At this point Slasher, Playa, Steve and (reluctantly) Malk headed for the door and to the outside. Bucky and Mizal soon followed.
“Hang on! Is everyone leaving?! We still got more shit to address! You guys aren’t even fighting!”
“So? It’s a fight dude and it directly involves the band! I’m not going to miss this!” Bucky responded.
“Yeah, and if looks like those other two assholes are winning, you can bet I’m going to do something to even up the odds.” Mizal added.
“Um…okay, yeah I guess you do have a vested interest. Fine, me and End can talk about the next thing on the agenda until you get back.”
“You can talk to yourself, I’m not sticking around here.” End said.
“What? You gonna watch the fight too?”
“Nah, all it’s going to be is a bunch of sissy slapping and then rolling on the ground with each other in a homoerotic way until Steve finally manages to subdue and buttfucks one of them or all of them, including Malk.
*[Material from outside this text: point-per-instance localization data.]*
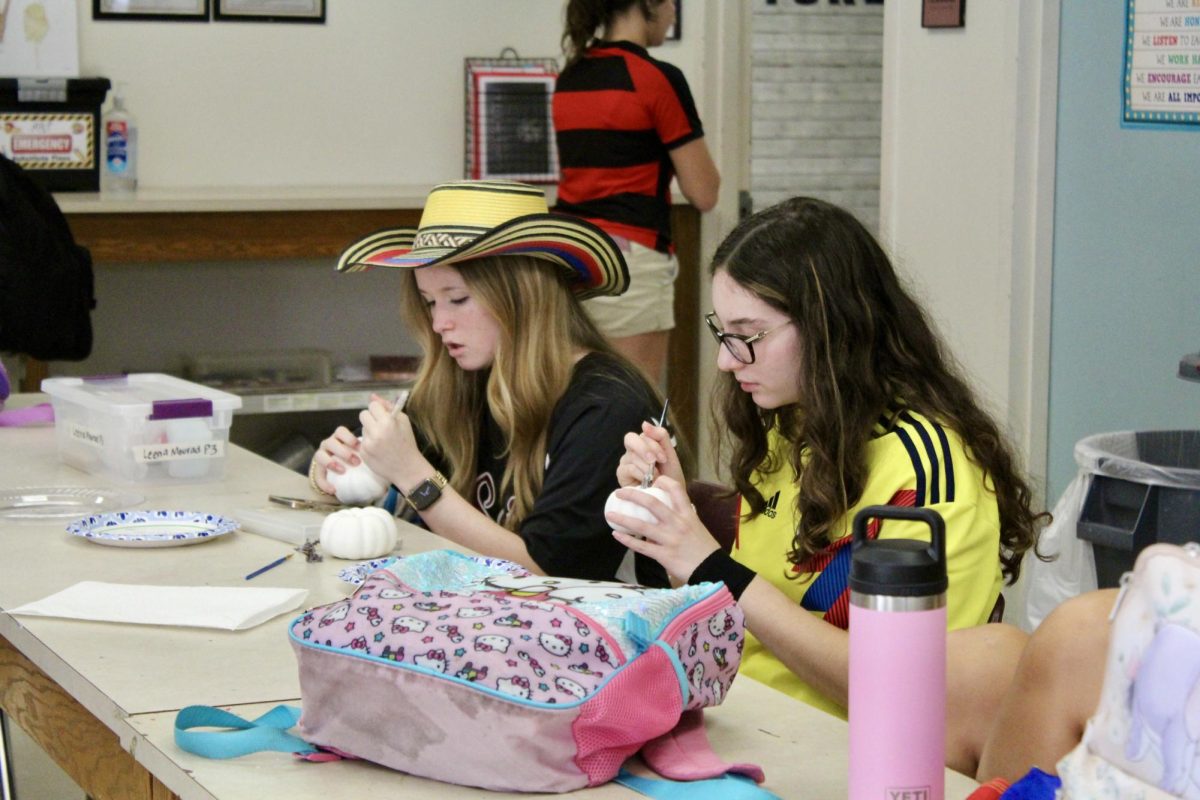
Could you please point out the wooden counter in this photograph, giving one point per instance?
(101, 698)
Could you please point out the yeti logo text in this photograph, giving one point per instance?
(909, 793)
(772, 504)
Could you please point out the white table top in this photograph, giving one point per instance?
(135, 678)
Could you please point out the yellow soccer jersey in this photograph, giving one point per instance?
(913, 462)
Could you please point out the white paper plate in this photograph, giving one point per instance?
(151, 528)
(49, 503)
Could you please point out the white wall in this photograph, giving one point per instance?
(967, 180)
(375, 96)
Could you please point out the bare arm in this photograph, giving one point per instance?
(819, 653)
(390, 449)
(699, 179)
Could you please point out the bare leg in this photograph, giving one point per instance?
(648, 352)
(1055, 691)
(979, 666)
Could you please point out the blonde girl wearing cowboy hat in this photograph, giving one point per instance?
(515, 423)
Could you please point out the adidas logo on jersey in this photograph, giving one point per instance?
(772, 505)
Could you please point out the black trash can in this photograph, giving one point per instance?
(1145, 488)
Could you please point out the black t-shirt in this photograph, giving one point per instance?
(565, 533)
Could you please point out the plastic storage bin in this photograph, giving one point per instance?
(1145, 488)
(142, 428)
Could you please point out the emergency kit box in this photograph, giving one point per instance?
(143, 427)
(51, 127)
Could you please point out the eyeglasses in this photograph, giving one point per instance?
(739, 346)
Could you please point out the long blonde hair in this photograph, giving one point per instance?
(543, 330)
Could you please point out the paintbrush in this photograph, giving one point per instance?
(649, 471)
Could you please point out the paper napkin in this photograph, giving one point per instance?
(222, 607)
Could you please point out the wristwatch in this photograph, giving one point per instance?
(426, 492)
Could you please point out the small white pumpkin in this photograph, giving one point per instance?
(631, 509)
(359, 534)
(358, 485)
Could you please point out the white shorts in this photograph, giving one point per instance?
(648, 304)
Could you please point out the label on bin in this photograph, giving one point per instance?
(178, 450)
(79, 434)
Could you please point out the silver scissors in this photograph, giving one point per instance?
(649, 470)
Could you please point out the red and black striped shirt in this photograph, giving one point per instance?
(618, 113)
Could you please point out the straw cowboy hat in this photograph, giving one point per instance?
(469, 220)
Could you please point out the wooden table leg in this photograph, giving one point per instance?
(77, 741)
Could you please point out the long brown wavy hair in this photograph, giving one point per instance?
(586, 17)
(543, 329)
(865, 346)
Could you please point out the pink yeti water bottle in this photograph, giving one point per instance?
(898, 660)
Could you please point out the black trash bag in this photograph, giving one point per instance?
(47, 290)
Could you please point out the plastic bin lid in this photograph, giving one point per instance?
(1119, 455)
(142, 396)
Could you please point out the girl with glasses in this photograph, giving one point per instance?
(513, 410)
(835, 394)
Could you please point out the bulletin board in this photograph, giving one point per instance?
(509, 131)
(1162, 65)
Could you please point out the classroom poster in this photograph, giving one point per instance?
(1162, 64)
(39, 38)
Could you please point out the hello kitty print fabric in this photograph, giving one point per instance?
(544, 641)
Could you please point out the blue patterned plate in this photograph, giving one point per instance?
(151, 528)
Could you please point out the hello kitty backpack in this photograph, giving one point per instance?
(1144, 739)
(474, 671)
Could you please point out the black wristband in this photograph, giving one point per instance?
(720, 566)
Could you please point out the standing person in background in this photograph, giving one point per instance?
(625, 125)
(515, 422)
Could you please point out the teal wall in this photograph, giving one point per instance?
(1126, 301)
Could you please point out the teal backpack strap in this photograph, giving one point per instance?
(268, 732)
(726, 787)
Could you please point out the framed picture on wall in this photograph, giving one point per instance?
(196, 11)
(509, 128)
(270, 11)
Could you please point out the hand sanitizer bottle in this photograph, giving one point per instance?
(120, 169)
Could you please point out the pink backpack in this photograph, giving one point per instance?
(474, 671)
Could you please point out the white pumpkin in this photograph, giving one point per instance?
(359, 534)
(358, 485)
(631, 509)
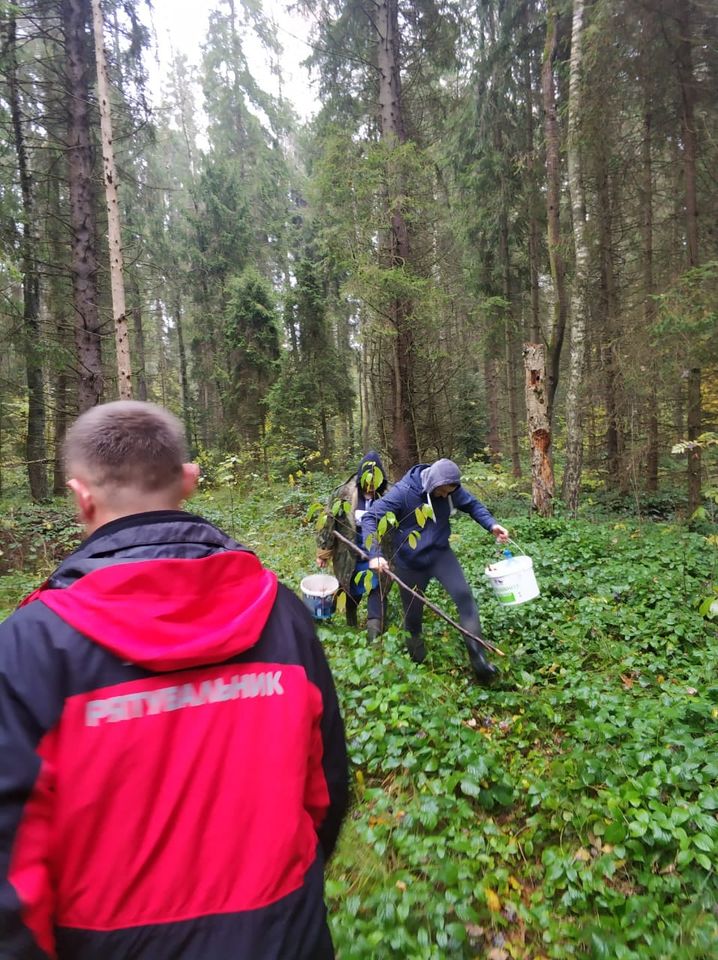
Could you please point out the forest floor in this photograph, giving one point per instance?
(571, 809)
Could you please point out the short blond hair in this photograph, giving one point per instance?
(127, 444)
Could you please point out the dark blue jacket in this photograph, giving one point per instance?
(172, 760)
(402, 500)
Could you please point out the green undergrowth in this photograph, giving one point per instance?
(569, 811)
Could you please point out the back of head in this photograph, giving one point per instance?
(441, 472)
(128, 446)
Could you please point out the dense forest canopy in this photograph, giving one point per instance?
(495, 239)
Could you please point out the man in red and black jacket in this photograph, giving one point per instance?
(172, 760)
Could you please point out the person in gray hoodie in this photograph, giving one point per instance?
(423, 553)
(345, 509)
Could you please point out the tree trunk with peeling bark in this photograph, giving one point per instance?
(687, 83)
(35, 449)
(557, 326)
(404, 447)
(83, 226)
(114, 230)
(539, 426)
(579, 294)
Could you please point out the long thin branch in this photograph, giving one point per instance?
(420, 596)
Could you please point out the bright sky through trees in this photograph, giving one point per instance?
(181, 25)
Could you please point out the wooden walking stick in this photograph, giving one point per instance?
(422, 598)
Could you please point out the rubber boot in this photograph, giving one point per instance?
(373, 629)
(416, 647)
(484, 671)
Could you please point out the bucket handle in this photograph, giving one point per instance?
(517, 545)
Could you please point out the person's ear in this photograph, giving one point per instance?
(190, 479)
(84, 500)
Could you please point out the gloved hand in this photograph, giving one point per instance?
(501, 533)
Anyway, it’s going to be pretty damn gay and I’d prefer to go do something heterosexual like fuck someone’s mom. Just let Thara know when they’re finished fighting, she can come get me for the rest of your little meeting. See ya.”
“But End, that’s who I wanted to talk to you about because that’s next on the agen…oh fuck it. Might as well enjoy the peace while I can.”
And with those final words of the meeting, Sentinel wandered back to his room to enjoy his fancy collection of sporks from around the world, as they always seem to calm him. Definitely something he needed to do in preparation for the second half of the meeting.